Background: Polycystin-2 (PC2), encoded by the gene that is mutated in autosomal dominant polycystic kidney disease (ADPKD), functions as a calcium (Ca(2+)) permeable ion channel. Considerable controversy remains regarding the subcellular localization and signaling function of PC2 in kidney cells.
Methods: We investigated the subcellular PC2 localization by immunocytochemistry and confocal microscopy in primary cultures of human and rat proximal tubule cells after stimulating cytosolic Ca(2+) signaling. Plasma membrane (PM) Ca(2+) permeability was evaluated by Fura-2 manganese quenching using time-lapse fluorescence microscopy.
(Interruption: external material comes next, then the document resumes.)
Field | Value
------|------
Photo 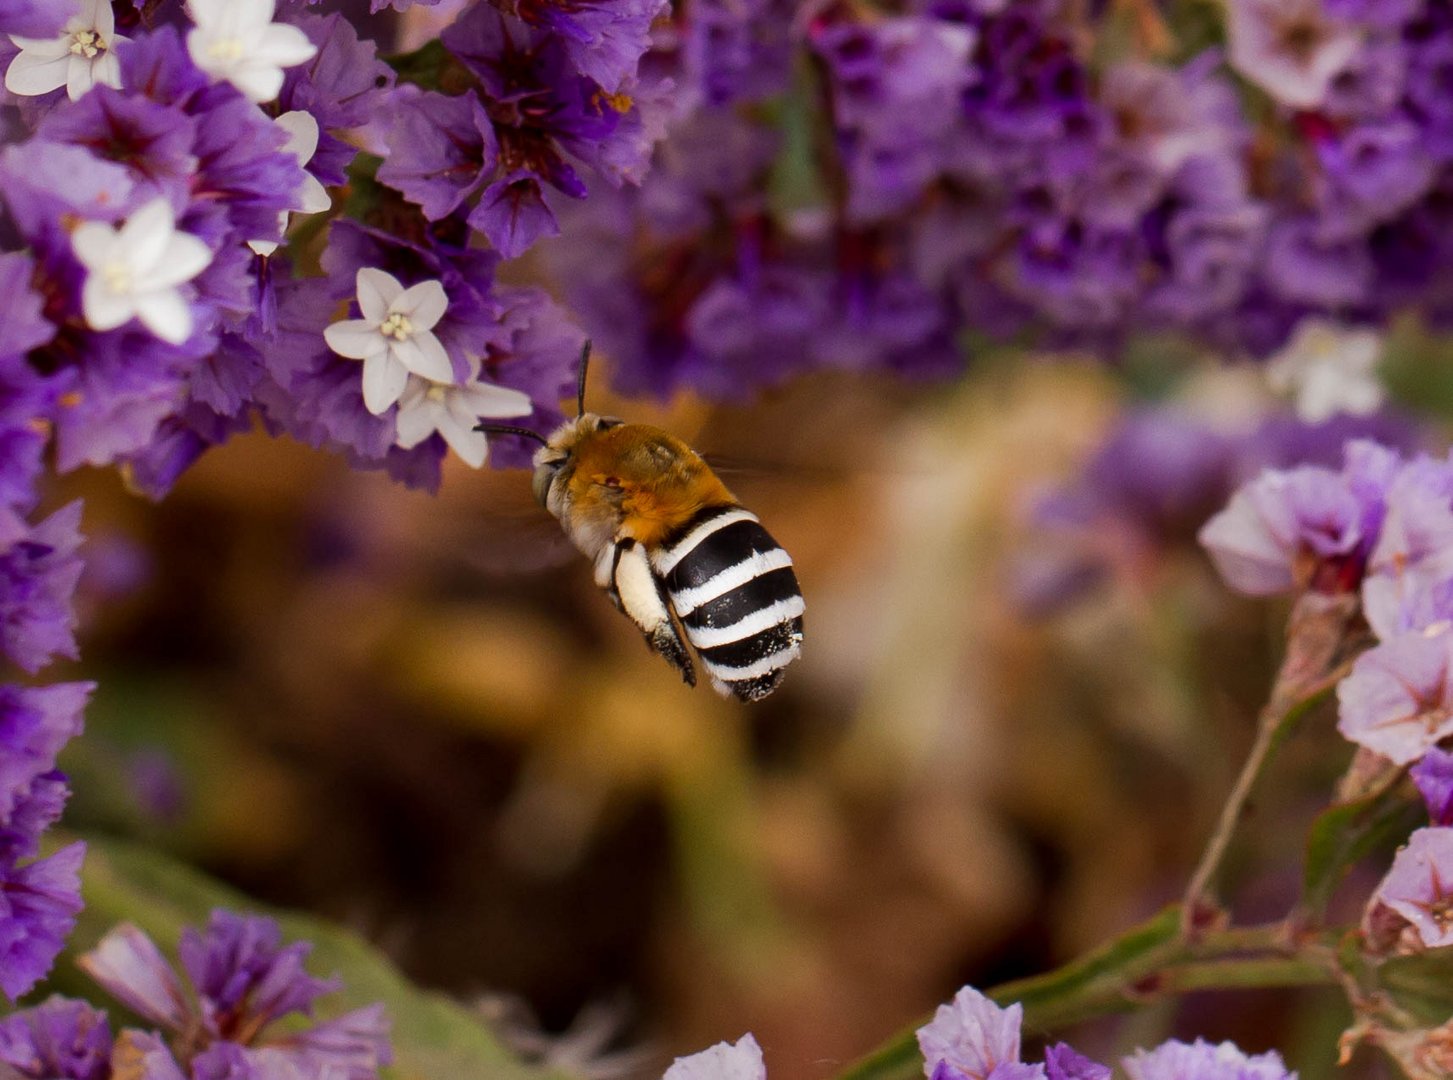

Results: We demonstrated that PC2 exhibits a dynamic subcellular localization pattern. In unstimulated human or rat proximal tubule cells, PC2 exhibited a cytosolic/reticular distribution. Treatments with agents that in various ways affect the Ca(2+) signaling machinery, those being ATP, bradykinin, ionomycin, CPA or thapsigargin, resulted in increased PC2 immunostaining in the PM. Exposing cells to the steroid hormone ouabain, known to trigger Ca(2+) oscillations in kidney cells, caused increased PC2 in the PM and increased PM Ca(2+) permeability. Intracellular Ca(2+) buffering with BAPTA, inositol 1,4,5-trisphosphate receptor (InsP3R) inhibition with 2-aminoethoxydiphenyl borate (2-APB) or Ca(2+)/Calmodulin-dependent kinase inhibition with KN-93 completely abolished ouabain-stimulated PC2 translocation to the PM.
Conclusions: These novel findings demonstrate intracellular Ca(2+)-dependent PC2 trafficking in human and rat kidney cells, which may provide new insight into cyst formations in ADPKD.